← Back to Today's Slate

⚾ Bump — Scoring Methodology

How pitcher fat pitch scores and hitter scores are calculated

What is Bump?

Bump scans the daily MLB slate and scores each starting pitcher based on ERA, WHIP, and recent form. The core insight is simple: a bad pitcher is a good betting opportunity. By scoring pitchers on a 0–100 fat pitch scale and surfacing the best opposing hitters, Bump helps identify high-fat-pitch pitching matchups where the edge comes from a hittable starter.

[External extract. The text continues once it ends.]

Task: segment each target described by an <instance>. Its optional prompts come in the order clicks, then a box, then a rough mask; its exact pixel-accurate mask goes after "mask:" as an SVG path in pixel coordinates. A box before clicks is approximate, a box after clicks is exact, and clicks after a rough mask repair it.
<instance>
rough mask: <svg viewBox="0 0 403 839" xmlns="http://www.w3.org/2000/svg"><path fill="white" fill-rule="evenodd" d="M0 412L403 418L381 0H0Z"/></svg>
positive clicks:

Pitcher Fat Pitch Score— How hittable is today's starter? (0 = dominant, 100 = very hittable)

Hitter Score — How good is this batter against this type of pitcher? (0 = weak, 100 = excellent)

Pitcher Fat Pitch Score

Input Statistics

  • ERA (Earned Run Average) — Earned runs allowed per 9 innings pitched
  • WHIP (Walks + Hits Per Inning) — Base runners allowed per inning. Lower is better for the pitcher
  • BAA (Batting Average Against) — How often opposing batters get hits off this pitcher

Normalization (0–100 scale)

ERA fat pitch = (ERA / 10) × 100 [clamped 0–100]WHIP fat pitch = (WHIP / 3) × 100 [clamped 0–100]BAA fat pitch = (BAA - 0.15) / 0.20 × 100 [clamped 0–100]

Season Score

seasonScore = (ERA fat pitch + WHIP fat pitch + BAA fat pitch) / 3

Recent Form Score

Averages ERA and WHIP fat pitch across the pitcher's last 5 starts. BAA is not available in game log data.

recentFormScore = (avgERA fat pitch last 5 + avgWHIP fat pitch last 5) / 2

Combined Fat Pitch Score (Final)

fatPitchScore = (recentFormScore × 0.60) + (seasonScore × 0.40)

Recent form is weighted 60% because a pitcher's last few outings are more predictive than their full season line.

Fat Pitch Badge Thresholds

ScoreBadgeMeaning
> 65High fat pitch — very hittable, strong bet candidate
40–65Moderate — worth watching, context dependent
< 40Strong pitcher — avoid
AnyNo 2026 starts yet — score based on 2025 season stats

Hitter Score

The Hitter Score rates each batter 0–100 for Total Bases–style outcomes: power, contact, and extra-base tendency — aligned with how TB props pay out.

Formula

tbScore = (SLG × 0.50) + (AVG × 0.30) + (ISO × 0.20) where ISO = SLG − AVG

Stat Weights

  • SLG — 50% weight — Slugging is the most direct proxy for total bases per at-bat
  • AVG — 30% weight — Contact quality; hits are the foundation of total bases
  • ISO — 20% weight — Isolated power (SLG minus AVG); measures extra-base hit tendency

Normalization Ranges

SLG: .300 → 0 to .600 → 100AVG: .200 → 0 to .350 → 100ISO: .000 → 0 to .300 → 100

OBP is excluded — walks and HBP do not count toward Total Bases props.

How to Use Bump

  1. Scan the slate — Find games with red fat pitch badges (score > 65). These are your primary targets.
  2. Click the pitcher — Review season vs recent form. Is the high score driven by recent bad starts or a season-long pattern?
  3. View Batters — Open the modal and look at the top-scored hitters against this starter.
  4. Click a batter — See their full stat breakdown and score components.
  5. Build your bets — Target the opposing team's moneyline, the game total, or individual batter props. Combine your best spots into a parlay or round robin for bigger upside.

Timing

MLB lineups are typically posted 3–4 hours before first pitch (around 3–4pm ET). Bump is most useful after lineups are confirmed. Probable pitchers are usually set the night before.

Limitations

  • Early season small samples — In April, fat pitch scores are based on very few starts. A grey badge means no 2026 data yet — score uses 2025 stats.
  • No splits — The tool does not account for left/right pitcher-batter matchups.
  • No injury data — Always check lineup status before betting.
  • No ballpark factors — Coors Field and other hitter-friendly parks inflate all offensive stats.